What we have seen in the debate and in the legal proceedings is a struggle over
Sally's sex. Everybody seems to agree that she cannot decide this on her own—it is a
public issue. The psychologists say that she is now a woman, but used to suffer from
psychological hermaphroditism, whereas al-Azhar and its supporters maintain that
she is a man, and has always been one. Al-Azhar does not accept a psychological
diagnosis and insists that the body cannot lie: every individual has a true sex which
can be discovered by close examination.
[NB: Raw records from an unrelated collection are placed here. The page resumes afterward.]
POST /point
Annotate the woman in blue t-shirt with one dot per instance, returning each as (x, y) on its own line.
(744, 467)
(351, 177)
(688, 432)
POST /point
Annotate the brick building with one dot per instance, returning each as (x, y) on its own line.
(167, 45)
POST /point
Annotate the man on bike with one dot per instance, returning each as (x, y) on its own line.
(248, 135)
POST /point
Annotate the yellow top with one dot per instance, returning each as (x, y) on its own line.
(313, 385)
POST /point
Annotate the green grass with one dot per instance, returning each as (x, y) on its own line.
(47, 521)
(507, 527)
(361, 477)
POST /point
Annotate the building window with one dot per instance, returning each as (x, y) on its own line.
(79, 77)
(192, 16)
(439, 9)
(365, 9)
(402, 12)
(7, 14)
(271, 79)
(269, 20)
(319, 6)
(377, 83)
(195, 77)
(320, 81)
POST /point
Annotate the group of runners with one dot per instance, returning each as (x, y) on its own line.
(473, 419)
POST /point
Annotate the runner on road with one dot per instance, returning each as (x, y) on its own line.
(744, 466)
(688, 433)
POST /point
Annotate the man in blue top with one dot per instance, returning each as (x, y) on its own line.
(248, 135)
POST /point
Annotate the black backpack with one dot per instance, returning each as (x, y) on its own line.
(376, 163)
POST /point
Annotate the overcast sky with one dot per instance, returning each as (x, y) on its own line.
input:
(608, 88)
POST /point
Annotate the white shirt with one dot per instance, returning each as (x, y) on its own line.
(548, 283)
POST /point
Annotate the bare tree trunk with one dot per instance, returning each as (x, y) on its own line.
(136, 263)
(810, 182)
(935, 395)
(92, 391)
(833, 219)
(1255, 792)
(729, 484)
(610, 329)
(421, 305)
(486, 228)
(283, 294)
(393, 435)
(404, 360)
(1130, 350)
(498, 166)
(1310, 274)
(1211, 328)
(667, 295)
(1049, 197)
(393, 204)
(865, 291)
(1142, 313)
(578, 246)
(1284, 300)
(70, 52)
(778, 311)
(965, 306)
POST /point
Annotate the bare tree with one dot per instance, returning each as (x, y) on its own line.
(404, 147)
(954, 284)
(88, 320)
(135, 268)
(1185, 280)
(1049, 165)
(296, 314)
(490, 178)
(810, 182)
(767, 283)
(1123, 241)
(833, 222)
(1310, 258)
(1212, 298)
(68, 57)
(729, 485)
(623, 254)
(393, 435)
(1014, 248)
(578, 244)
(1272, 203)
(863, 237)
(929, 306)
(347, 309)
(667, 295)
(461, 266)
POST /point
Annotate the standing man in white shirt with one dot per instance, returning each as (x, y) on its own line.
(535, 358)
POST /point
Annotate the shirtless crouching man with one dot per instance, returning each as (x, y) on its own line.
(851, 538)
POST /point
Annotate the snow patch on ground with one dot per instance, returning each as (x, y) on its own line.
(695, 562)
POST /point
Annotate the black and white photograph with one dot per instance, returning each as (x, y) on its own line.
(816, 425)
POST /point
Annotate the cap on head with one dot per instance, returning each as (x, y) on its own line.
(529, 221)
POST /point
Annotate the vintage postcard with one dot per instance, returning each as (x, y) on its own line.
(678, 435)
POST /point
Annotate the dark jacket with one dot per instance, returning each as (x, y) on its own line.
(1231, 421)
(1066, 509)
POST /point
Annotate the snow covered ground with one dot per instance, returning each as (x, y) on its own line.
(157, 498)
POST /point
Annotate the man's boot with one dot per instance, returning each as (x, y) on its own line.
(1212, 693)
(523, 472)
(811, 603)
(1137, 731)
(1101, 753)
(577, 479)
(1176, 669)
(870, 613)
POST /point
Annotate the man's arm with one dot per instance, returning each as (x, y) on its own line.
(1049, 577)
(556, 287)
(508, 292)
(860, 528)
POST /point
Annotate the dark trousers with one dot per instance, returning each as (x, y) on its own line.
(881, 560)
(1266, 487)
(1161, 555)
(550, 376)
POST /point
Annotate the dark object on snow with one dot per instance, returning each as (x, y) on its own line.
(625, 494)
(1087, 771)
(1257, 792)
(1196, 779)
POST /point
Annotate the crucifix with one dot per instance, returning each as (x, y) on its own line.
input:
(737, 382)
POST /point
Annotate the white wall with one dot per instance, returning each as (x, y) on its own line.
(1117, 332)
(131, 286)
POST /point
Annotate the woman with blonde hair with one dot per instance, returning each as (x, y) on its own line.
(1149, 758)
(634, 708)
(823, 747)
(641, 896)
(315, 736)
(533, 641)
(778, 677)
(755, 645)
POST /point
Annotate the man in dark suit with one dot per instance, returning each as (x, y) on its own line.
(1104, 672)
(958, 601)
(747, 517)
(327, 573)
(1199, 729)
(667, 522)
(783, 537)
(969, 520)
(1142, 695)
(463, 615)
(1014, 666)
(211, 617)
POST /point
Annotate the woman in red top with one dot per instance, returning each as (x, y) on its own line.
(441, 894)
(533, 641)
This is one of the basic dividing lines in the
case, and it is by no means new: from the Islamic camp, psychology is often
suspected of being a Western science bent on changing the mores of Egyptian
society. As a professor of psychology succinctly remarked, "the case is not a new one,
but it highlights a new concept [that of psychological hermaphroditism] and thus
raises an important issue: which should hold the primary position, the soul or the
body?" [14] [#N14]

To the Azhar professor of physiology it raises no such question, but rather another,
practical one: "which medical, moral or legal means may be applied to prevent a
repetition of a tragedy which has caused so much confusion [ balbala] in the
population?" He goes on to state that there was nothing 'transsexual' about the case,
which was simply a question of 'sodomistic inclinations'. 'Transsexual' is the
diagnosis used to legitimize operations transforming men into artificial women in
order to satisfy their abominable sexual demands. Research has established,
however, that their mental state is due to failures in their upbringing, mainly caused
by parents who spoiled them too much and gave them little discipline, or even gave
their boy a girl's name, or their girl a boy's. This is all perverse, and will lead to
perverse results. The important thing, then, is to defend Egyptian values, principles
and religion against any deviation [inhiraf] leading to perversity [15] [#N15] . To sum up:
Sayyid was a man and whatever inclinations he may have had were not inborn, but
acquired. By acquiescing in the operation, the doctors had departed from medical
grounds and had simply given in to Sayyid's perversities.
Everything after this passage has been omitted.